Occluded Object Pose Refinement Using Analytical Gradients

Using aggregated images with $\tau$=1$e^{-2}$ for image comparison allows gradients for occluded objects. We perform object pose refinement iteratively to minimize the pixel-wise loss between the aggregated image and the observed image shown in Fig. 10. We decay the temperature parameter by a factor of 0.95 after each iteration. In Fig. 12, we show the aggregated image, and the standard RGB image, the top view of the corresponding scene during the iteration process. The position of mug that is completely occluded behind the wooden block in the initial iteration is refined to match the observed scene. During the refinement process, we can observe the position of the object mug being gradually pulled forward.

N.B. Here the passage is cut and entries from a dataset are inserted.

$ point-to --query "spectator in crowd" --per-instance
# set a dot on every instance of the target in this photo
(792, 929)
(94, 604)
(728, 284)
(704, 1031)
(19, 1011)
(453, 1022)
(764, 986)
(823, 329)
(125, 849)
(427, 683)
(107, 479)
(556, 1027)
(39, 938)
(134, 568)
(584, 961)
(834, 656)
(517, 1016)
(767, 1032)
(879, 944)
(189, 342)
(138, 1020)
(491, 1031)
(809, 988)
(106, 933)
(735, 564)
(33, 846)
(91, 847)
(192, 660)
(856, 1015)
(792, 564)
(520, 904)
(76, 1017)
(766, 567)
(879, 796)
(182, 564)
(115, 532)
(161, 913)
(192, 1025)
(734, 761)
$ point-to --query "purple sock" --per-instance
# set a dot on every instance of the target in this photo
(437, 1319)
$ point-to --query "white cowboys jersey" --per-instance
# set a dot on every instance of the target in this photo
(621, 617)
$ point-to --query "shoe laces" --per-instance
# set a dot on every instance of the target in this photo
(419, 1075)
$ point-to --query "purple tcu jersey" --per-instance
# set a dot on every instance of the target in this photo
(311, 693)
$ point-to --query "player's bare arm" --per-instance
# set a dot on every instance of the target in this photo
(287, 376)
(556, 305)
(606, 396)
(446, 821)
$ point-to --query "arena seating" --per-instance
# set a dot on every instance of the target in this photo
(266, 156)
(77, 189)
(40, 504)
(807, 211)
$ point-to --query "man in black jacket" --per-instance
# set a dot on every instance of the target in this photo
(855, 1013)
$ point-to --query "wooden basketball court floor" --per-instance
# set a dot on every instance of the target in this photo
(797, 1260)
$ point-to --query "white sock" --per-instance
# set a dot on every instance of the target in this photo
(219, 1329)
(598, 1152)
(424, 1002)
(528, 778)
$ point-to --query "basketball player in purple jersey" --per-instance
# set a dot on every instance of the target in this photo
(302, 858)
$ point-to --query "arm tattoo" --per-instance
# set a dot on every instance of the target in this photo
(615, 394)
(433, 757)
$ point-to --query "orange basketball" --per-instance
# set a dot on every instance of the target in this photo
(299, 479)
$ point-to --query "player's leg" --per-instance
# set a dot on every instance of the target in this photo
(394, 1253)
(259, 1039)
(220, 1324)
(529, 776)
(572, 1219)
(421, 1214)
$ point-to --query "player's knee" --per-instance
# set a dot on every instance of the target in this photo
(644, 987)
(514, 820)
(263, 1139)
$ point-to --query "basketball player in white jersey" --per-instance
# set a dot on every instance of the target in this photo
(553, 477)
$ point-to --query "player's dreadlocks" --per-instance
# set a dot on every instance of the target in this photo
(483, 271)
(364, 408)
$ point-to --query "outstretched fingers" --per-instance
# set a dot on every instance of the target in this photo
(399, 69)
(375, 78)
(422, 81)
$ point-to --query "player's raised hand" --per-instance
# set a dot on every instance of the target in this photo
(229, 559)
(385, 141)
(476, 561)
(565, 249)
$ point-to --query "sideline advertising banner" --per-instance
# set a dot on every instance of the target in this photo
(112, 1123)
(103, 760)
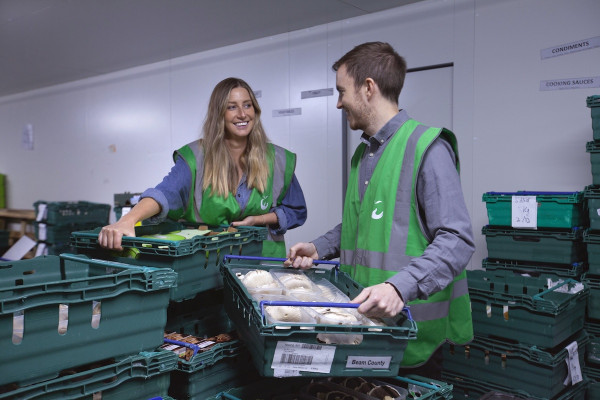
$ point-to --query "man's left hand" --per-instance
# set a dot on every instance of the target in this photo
(381, 301)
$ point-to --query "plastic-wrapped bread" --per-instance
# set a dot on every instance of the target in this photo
(258, 278)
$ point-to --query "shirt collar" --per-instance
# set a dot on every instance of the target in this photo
(387, 130)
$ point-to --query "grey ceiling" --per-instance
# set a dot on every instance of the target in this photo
(46, 42)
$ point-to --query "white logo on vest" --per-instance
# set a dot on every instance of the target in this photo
(264, 204)
(374, 214)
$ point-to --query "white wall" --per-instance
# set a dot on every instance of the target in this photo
(116, 133)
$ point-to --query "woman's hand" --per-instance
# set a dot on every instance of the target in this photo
(110, 236)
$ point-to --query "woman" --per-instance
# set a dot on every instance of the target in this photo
(233, 175)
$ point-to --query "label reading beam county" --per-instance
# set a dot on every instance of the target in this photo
(368, 362)
(303, 357)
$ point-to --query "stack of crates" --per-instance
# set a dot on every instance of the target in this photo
(195, 314)
(73, 327)
(56, 220)
(528, 303)
(592, 240)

Table 2 Quantitative comparison of the RGB and the RGB-D models

Full size table

Learning Scene Decomposition

While performing occluded object pose refinement using analytical gradients works for simple scenes, applying such an approach for complex scenes is non-trivial. Furthermore, it needs multiple iterative refinement steps to converge. An alternate approach to analytical gradients is to learn scene decomposition. To this end, we propose the Scene Decomposition Model depicted in Fig. 13. It takes the observed RGB image, the rendered RGB-D images according to the current pose estimate, and the RGB-D images of the peeling passes as input. RGB image features are extracted using a pre-trained ResNet model. We use the features after the third ResNet block, i.e., from an input RGB image of height H and width W, the features extracted are of dimension $128 \times \frac{H}{8} \times \frac{W}{8}$. The depth images are down-scaled and concatenated with the RGB features. The resulting features are of dimension $515 \times \frac{H}{8} \times \frac{W}{8}$. From these features, the Scene Decomposition Model generates a dense pixel-wise z-estimate for objects in each peeling layer employing ResNet-style convolutional blocks without pooling layers—maintaining the image dimension of $\frac{H}{8} \times \frac{W}{8}$.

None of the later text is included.